Barry Margolin barmar at bbnplanet.com
Tue Dec 28 19:55:27 UTC 1999


In article <199912281918.OAA18231 at advdata.net>,  <wwebb at adni.net> wrote:
>On a server that acts as a master for CAP.GOV, the named.conf 
>has the following as part of options,
>
>	allow-recursion { 198.88.0.19; 198.88.0.39; };
>      fetch-glue no;
>
>As an aside, I don't believe "allow-recursion" is discussed in the 
>DNS & BIND book (3rd Edition) but I learned about it in ISC 
>documentation.  Beginning in what version of Bind is "allow-
>recursion" allowed? 

It was added in 8.2.  The book covers 8.1.2.

>At any rate,  the server  seems to be working well, acting 
>authoritatively for its zones, (using much less memory than when it 
>was recursive),  however, entries such as the following show-up 
>occassionally in the message log:
>
>unapproved recursive query from [192.31.106.5].53 for njwg.cap.gov
>
>What is the significance of such entries?

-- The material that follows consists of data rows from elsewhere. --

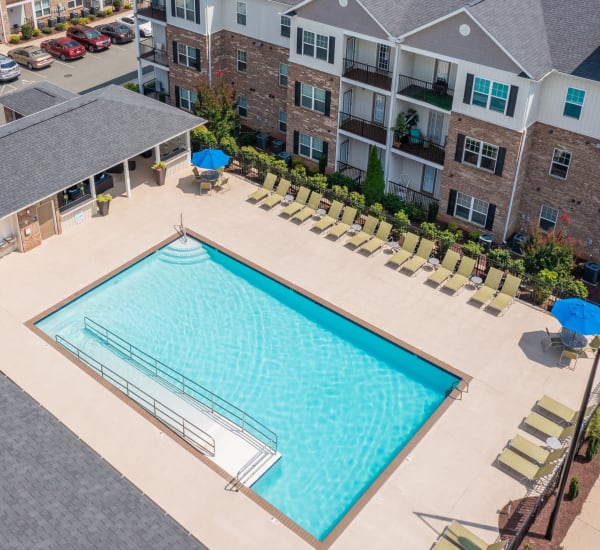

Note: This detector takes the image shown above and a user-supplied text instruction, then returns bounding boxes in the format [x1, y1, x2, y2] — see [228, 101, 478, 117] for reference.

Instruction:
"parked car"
[96, 23, 135, 44]
[116, 15, 152, 38]
[40, 36, 85, 61]
[8, 46, 54, 69]
[67, 25, 110, 52]
[0, 54, 21, 82]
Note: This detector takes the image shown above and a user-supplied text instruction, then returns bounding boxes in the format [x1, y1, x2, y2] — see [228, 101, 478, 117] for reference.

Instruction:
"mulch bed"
[498, 444, 600, 550]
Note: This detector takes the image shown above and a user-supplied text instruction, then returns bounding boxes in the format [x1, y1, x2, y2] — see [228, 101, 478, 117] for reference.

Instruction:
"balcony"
[342, 58, 392, 92]
[398, 74, 454, 111]
[340, 113, 387, 145]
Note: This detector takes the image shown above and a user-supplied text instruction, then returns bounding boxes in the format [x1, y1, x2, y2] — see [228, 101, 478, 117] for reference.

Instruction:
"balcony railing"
[398, 74, 454, 111]
[342, 58, 392, 91]
[340, 113, 387, 143]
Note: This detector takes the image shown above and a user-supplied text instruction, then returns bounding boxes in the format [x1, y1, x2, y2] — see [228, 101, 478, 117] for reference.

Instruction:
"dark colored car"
[67, 25, 110, 52]
[96, 23, 135, 44]
[40, 36, 85, 61]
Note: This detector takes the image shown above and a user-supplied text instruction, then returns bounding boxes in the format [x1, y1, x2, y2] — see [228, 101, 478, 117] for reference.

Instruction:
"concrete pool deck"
[0, 166, 592, 550]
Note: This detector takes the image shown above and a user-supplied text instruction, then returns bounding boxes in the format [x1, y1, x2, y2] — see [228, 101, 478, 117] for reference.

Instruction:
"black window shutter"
[494, 147, 506, 176]
[506, 86, 519, 116]
[485, 204, 496, 231]
[447, 189, 457, 216]
[463, 73, 475, 104]
[454, 134, 465, 162]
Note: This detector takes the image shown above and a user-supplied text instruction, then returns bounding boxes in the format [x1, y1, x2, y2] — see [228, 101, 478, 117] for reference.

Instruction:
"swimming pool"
[37, 239, 458, 540]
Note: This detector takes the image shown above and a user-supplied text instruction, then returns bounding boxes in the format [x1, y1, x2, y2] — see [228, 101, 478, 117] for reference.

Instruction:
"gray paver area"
[0, 375, 206, 550]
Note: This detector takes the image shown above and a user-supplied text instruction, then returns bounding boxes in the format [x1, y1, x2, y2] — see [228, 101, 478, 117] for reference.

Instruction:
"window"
[550, 149, 571, 180]
[300, 134, 323, 160]
[237, 2, 247, 25]
[281, 15, 292, 38]
[237, 50, 248, 73]
[454, 191, 490, 226]
[279, 63, 287, 88]
[563, 88, 585, 119]
[540, 206, 558, 231]
[463, 138, 498, 172]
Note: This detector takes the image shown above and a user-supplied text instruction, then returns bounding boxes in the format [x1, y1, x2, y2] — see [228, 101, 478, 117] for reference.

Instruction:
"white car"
[117, 15, 152, 38]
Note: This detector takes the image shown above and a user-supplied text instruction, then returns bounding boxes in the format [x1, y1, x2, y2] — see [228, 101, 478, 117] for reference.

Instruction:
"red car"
[40, 37, 85, 61]
[67, 25, 110, 52]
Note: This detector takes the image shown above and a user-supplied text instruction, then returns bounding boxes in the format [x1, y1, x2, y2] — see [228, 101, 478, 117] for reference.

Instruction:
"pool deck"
[0, 165, 600, 550]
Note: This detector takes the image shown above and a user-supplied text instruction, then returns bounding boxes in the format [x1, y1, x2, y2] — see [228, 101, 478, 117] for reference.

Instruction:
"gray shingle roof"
[0, 85, 205, 218]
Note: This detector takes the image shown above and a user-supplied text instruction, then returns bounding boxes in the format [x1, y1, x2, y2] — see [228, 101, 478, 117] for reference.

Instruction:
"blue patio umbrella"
[192, 149, 230, 170]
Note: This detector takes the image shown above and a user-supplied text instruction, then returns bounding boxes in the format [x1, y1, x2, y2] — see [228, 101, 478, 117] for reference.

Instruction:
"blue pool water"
[37, 240, 457, 540]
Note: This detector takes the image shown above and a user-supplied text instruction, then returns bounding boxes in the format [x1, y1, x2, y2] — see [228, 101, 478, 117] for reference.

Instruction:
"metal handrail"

This may have been someone using dig or nslookup to query your server
manually.  Those tools set the Recursion Desired flag when they send
queries, unless the user specifies the norecurse option.  Njwg.cap.gov is a
delegated subdomain, so your server can't fulfill the query from its
authoritative data, and the allow-recursion option prevents it from
performing the recursive query as requested.

-- 
Barry Margolin, barmar at bbnplanet.com
GTE Internetworking, Powered by BBN, Burlington, MA
*** DON'T SEND TECHNICAL QUESTIONS DIRECTLY TO ME, post them to newsgroups.
Please DON'T copy followups to me -- I'll assume it wasn't posted to the group.